US Army Major Jon-Paul Depreo, operations officer for the international coalition fighting ISIL in Iraq and neighbouring Syria, said at the weekend the insurgents were determined not to lose Nasr because of its strategic position on high ground.
Depreo also said difficult terrain meant it was not possible to deploy a large number of forces there against fighters, who are more familiar with the area.
“These [Iraqi army] forces aren’t from that area necessarily, so they’re learning the area,” Depreo told reporters in Baghdad.

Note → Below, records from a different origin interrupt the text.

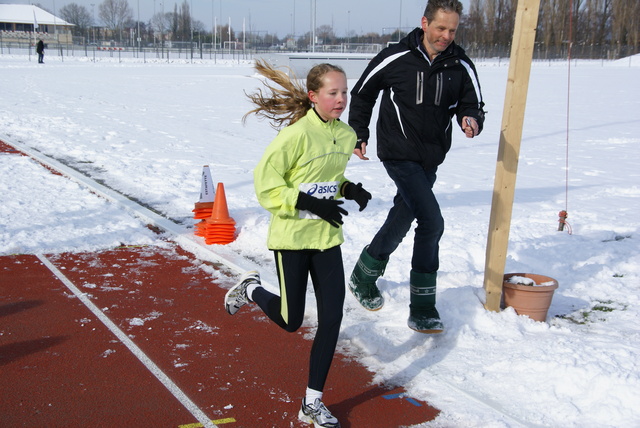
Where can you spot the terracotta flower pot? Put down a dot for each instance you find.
(530, 300)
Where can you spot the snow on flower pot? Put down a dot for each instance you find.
(529, 294)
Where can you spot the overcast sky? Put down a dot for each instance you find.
(279, 16)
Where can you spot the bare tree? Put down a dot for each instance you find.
(115, 14)
(77, 15)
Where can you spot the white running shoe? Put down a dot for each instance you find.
(317, 414)
(237, 297)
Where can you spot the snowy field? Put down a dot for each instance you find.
(147, 130)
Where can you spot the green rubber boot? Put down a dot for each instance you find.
(362, 282)
(423, 315)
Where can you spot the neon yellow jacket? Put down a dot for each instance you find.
(308, 152)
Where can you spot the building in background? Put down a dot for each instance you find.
(25, 23)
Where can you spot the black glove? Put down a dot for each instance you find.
(327, 209)
(357, 193)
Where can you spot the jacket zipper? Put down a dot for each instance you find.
(438, 90)
(419, 87)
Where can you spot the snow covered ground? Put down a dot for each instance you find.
(147, 130)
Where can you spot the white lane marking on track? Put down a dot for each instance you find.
(148, 363)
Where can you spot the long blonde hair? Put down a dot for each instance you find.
(289, 101)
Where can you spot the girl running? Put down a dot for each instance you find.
(299, 180)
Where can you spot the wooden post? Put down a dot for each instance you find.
(509, 149)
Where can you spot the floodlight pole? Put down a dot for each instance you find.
(509, 149)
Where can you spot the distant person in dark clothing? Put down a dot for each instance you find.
(40, 51)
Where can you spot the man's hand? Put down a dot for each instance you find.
(469, 126)
(361, 150)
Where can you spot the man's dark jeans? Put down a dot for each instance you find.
(414, 200)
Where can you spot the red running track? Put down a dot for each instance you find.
(62, 366)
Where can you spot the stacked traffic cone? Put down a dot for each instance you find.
(204, 207)
(219, 228)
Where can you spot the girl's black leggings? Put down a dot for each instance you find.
(287, 309)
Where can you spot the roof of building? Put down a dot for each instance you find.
(28, 14)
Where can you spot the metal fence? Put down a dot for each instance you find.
(206, 51)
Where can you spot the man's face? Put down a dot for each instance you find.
(440, 32)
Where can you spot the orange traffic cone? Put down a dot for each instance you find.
(204, 207)
(220, 227)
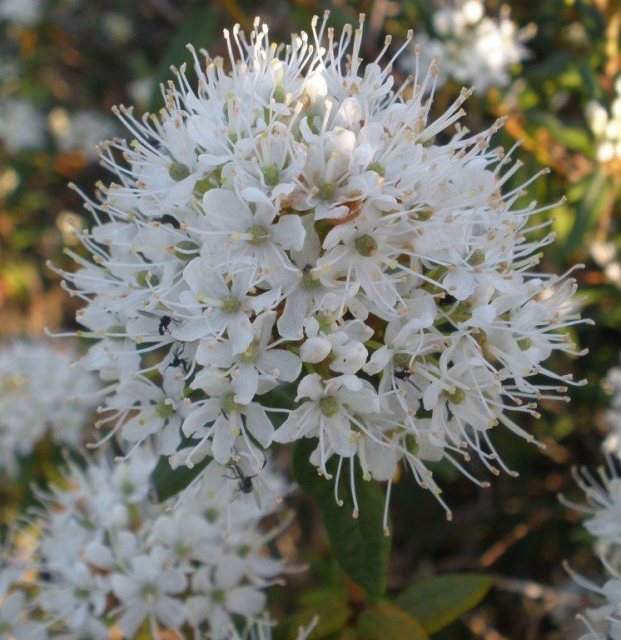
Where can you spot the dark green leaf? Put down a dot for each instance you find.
(167, 482)
(436, 602)
(329, 605)
(199, 29)
(358, 544)
(384, 621)
(588, 212)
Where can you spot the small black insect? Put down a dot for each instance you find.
(402, 374)
(178, 361)
(244, 482)
(165, 321)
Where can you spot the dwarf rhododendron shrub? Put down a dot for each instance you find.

The coalition, led by the United States, has trained thousands of Iraqi police and soldiers in preparation for the operation to retake Mosul – by far the largest city in ISIL’s self-proclaimed caliphate.
Depreo said the fighting was only one part of the challenge. “There’s going to be a lot of fighting but there’s also going to be a lot of logistical infrastructure that needs to follow and be established.”
Shia militias and Kurdish Peshmerga have played a major role in the fight, but with Mosul the plan is for the army to take the lead to avoid inflaming ethnic and sectarian sensitivities in the mainly Sunni Arab city.
The army won its first major victory over the fighters last December in Ramadi and aims to retake Mosul this year, but Iraqi officials privately question whether that is possible.
“It’s a tough fight,” Depreo said of the offensive in Makhmour, describing it as a “shaping operation” for the bigger battle ahead. “We have a lot of work to do before we take control of Mosul again.”